Domingo de manhã, na aldeia. Chega a carrinha do pão. Entre as rocas e as borlas de Berlim, põem-se as conversas em dia. “O marido da vizinha, que parecia tão bem, tinha deixado de fumar há quatro anos, e não é que lhe deu um ataque que o deixou paralisado?”

Já têm o pão para o pequeno-almoço, fresquinho, vão-se embora.

As conversas sobre os seus problemas e a desgraça alheia, pode bem prosseguir depois da missa.

sexta-feira, 11 de maio de 2012

Em frente à praia


Finamente sol. Um odor a maresia que me penetra a alma. Como se as algas tivessem acordado no pico do seu esplendor.

O mar é uma das minhas paixões. O constante vaivém das ondas parece-me o vaivém das emoções.


Imagem de força, tem algo de misterioso no seu revolto movimento, que me assusta e me atrai.
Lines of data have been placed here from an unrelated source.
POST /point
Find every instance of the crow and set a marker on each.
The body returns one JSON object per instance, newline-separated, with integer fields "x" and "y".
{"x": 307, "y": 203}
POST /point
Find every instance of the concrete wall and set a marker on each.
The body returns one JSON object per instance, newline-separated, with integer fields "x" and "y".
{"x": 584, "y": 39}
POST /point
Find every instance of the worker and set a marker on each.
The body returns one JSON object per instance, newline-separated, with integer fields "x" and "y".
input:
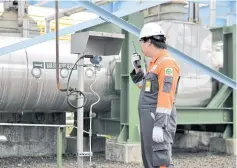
{"x": 156, "y": 107}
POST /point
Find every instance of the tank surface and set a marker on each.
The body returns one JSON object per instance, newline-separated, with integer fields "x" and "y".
{"x": 28, "y": 78}
{"x": 22, "y": 90}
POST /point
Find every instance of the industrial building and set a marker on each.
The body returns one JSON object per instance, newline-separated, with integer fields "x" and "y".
{"x": 65, "y": 83}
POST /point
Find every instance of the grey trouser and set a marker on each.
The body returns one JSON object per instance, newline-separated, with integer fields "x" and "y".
{"x": 155, "y": 154}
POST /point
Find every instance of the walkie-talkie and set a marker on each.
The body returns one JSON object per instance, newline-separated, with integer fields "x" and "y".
{"x": 138, "y": 61}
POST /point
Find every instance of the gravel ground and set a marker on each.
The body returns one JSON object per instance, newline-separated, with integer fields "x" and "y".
{"x": 181, "y": 160}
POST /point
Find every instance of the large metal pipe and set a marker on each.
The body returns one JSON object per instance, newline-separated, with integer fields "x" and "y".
{"x": 179, "y": 55}
{"x": 213, "y": 13}
{"x": 57, "y": 49}
{"x": 190, "y": 11}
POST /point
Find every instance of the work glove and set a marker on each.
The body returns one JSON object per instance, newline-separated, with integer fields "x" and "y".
{"x": 136, "y": 60}
{"x": 158, "y": 135}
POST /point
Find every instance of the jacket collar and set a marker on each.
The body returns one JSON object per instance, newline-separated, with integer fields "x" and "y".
{"x": 160, "y": 54}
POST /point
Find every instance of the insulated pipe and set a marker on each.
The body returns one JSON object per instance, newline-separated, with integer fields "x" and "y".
{"x": 213, "y": 13}
{"x": 196, "y": 12}
{"x": 3, "y": 138}
{"x": 176, "y": 53}
{"x": 57, "y": 49}
{"x": 190, "y": 11}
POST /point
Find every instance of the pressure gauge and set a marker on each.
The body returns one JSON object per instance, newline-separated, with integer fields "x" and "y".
{"x": 64, "y": 72}
{"x": 36, "y": 72}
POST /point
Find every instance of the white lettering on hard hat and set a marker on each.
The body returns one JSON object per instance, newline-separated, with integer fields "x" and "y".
{"x": 153, "y": 68}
quinta-feira, 10 de maio de 2012

MUTILAÇÃO

A mutilação do nosso corpo é coisa que o cérebro tem dificuldade em aceitar.
Foi-lhe atribuído um corpo completo, pelo qual ciosamente zela. Não entende porque nos levantamos um dia, e uma perna já não está lá, retirada por uma eventual falência da qual não se sente culpado.
Então resolve o assunto de uma forma subtil, com dizem que faz a avestruz quando esconde a cabeça na terra. Ignora a situação.
E para dar mais credibilidade, inventa uma dor para esse membro que se foi, tão bem denominada pelos entendidos como dor fantasma.

quarta-feira, 9 de maio de 2012

Anúncio

Procura-se
Oferece-se – Emprego garantido para toda a vida, sem risco de despedimento. Remuneração – sorrisos, beijos, lágrimas, a alegria de contribuir para o crescimento de outro ser humano.
Pretende-se – Boa disposição, capacidade de executar várias tarefas em simultâneo, dons de adivinhação, boa memória, perícia em gestão de conflitos, paciência, amor incondicional.
Nota importante - Só responder quem estiver realmente interessada em ser mãe.
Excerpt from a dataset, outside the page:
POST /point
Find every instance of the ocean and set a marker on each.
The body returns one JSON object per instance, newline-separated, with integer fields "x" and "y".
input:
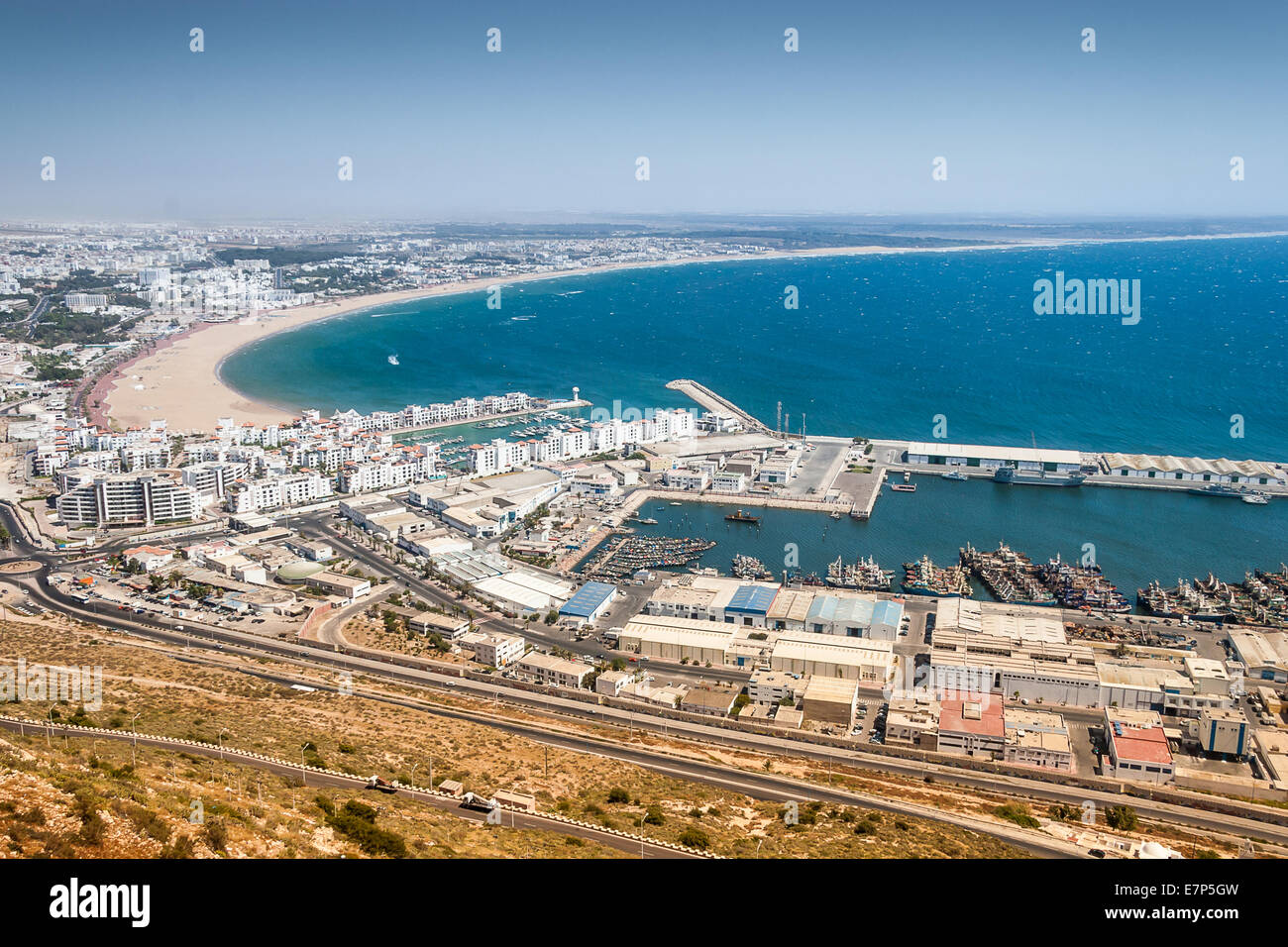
{"x": 881, "y": 346}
terça-feira, 8 de maio de 2012

Poemas com rima – Cacimba

Olho pela janela, cacimba.
Não vejo nada à minha frente.
Bato com os dedos na tarimba.
É uma forma de ficar quente.

Dizem que estamos em Maio.
É convicção do calendário.
Mas tenho dúvidas quando saio,
se não mudei de fuso horário.

Estou com sono, indolente.
Até com uma certa astenia.
Se esta chuva é deprimente,
vou inventar a alegria.

segunda-feira, 7 de maio de 2012

Maio

Estamos a 7 de Maio. Um Maio tímido, frio, chuvoso. Como se devesse algo ao Inverno, alguma intromissão fora de tempo, tem agora vergonha de vestir as suas cores.
Vejo voar as inflorescências brancas, que parecem flocos de neve, e costumam cobrir os pavimentos, nos solarengos dias de Abril e Maio. Mas agora são escassas, em sintonia com esta Primavera em crise de identidade.
Caminho com a sensação de que me enganei no calendário.

sábado, 5 de maio de 2012

Estranho fenómeno


Tem vindo a passar-se um estranho fenómeno, que pela repetição, me começa a intrigar.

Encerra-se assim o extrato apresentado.